Impaired precursor B cell differentiation in Bruton's tyrosine kinase-deficient mice.

Bruton's tyrosine kinase (Btk) is a cytoplasmic signaling molecule that is crucial for precursor (pre-B) cell differentiation in humans. In this study, we show that during the transition of large cycling to small resting pre-B cells in the mouse, Btk-deficient cells failed to efficiently modulate the expression of CD43, surrogate L chain, CD2, and CD25. In an analysis of the kinetics of pre-B cell differentiation in vivo, Btk-deficient cells manifested a specific developmental delay within the small pre-B cell compartment of about 3 h, when compared with wild-type cells. Likewise, in in vitro bone marrow cultures, Btk-deficient large cycling pre-B cells showed increased IL-7 mediated expansion and reduced developmental progression into noncycling CD2(+)CD25(+) surrogate L chain-negative small pre-B cells and subsequently into Ig-positive B cells. Furthermore, the absence of Btk resulted in increased proliferative responses to IL-7 in recombination-activating gene-1-deficient pro-B cells.
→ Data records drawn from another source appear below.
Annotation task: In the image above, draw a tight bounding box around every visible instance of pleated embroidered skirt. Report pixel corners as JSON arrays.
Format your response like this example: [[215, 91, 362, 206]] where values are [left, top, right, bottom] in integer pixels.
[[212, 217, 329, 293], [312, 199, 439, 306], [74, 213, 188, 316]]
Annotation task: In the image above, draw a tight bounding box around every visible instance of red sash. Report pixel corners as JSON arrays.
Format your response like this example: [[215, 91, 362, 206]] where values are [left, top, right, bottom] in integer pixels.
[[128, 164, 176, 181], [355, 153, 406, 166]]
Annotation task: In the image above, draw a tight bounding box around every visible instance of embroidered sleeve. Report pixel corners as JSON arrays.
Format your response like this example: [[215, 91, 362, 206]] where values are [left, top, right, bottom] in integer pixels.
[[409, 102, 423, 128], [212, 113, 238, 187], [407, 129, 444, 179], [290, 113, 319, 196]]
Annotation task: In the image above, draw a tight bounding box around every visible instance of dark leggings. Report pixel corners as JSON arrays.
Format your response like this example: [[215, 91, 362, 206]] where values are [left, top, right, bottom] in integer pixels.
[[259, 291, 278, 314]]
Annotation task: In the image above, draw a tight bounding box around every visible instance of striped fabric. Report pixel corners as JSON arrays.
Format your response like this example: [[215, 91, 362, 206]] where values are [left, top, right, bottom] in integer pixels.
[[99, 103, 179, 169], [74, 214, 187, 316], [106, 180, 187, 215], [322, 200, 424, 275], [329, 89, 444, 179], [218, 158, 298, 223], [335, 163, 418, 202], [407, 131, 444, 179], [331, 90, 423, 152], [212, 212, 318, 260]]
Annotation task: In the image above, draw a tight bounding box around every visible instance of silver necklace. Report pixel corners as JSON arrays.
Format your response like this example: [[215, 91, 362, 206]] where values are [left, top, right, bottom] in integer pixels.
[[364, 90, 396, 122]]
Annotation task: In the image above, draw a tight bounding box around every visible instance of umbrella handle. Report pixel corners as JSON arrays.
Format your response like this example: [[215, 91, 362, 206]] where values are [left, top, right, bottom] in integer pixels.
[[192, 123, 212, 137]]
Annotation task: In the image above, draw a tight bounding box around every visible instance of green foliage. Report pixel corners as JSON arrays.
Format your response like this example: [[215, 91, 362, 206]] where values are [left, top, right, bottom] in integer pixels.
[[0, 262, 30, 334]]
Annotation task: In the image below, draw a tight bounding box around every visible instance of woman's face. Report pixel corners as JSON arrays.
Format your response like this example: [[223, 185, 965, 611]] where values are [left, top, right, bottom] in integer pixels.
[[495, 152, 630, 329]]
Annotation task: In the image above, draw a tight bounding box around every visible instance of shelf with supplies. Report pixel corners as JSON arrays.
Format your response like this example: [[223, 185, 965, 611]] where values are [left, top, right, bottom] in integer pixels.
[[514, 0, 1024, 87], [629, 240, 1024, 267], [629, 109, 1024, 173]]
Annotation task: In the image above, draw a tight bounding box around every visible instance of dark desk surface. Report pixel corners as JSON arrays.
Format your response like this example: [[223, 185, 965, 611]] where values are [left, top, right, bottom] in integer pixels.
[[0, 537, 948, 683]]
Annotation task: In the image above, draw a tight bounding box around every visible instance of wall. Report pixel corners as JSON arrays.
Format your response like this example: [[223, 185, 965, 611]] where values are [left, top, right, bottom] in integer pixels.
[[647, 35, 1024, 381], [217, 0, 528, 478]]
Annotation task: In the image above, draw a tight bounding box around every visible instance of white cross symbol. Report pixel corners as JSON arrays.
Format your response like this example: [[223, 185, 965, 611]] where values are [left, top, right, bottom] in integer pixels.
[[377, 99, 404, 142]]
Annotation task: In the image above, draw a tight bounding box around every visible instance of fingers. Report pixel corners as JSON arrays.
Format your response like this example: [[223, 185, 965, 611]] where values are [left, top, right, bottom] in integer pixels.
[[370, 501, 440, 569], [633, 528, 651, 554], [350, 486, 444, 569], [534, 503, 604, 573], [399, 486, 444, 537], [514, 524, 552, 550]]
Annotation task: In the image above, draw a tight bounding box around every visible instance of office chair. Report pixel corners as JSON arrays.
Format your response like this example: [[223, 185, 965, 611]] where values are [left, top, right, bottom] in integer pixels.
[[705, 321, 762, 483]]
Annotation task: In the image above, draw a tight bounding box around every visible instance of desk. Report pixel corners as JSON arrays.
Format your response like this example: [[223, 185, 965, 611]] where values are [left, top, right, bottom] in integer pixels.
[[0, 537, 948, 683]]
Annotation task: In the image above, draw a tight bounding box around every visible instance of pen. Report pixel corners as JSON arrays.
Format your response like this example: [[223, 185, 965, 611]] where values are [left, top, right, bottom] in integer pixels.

These findings identify a novel role for Btk in the regulation of the differentiation stage-specific modulation of IL-7 responsiveness in pro-B and pre-B cells. Moreover, our results show that Btk is critical for an efficient transit through the small pre-B cell compartment, thereby regulating cell surface phenotype changes during the developmental progression of cytoplasmic mu H chain expressing pre-B cells into immature IgM(+) B cells.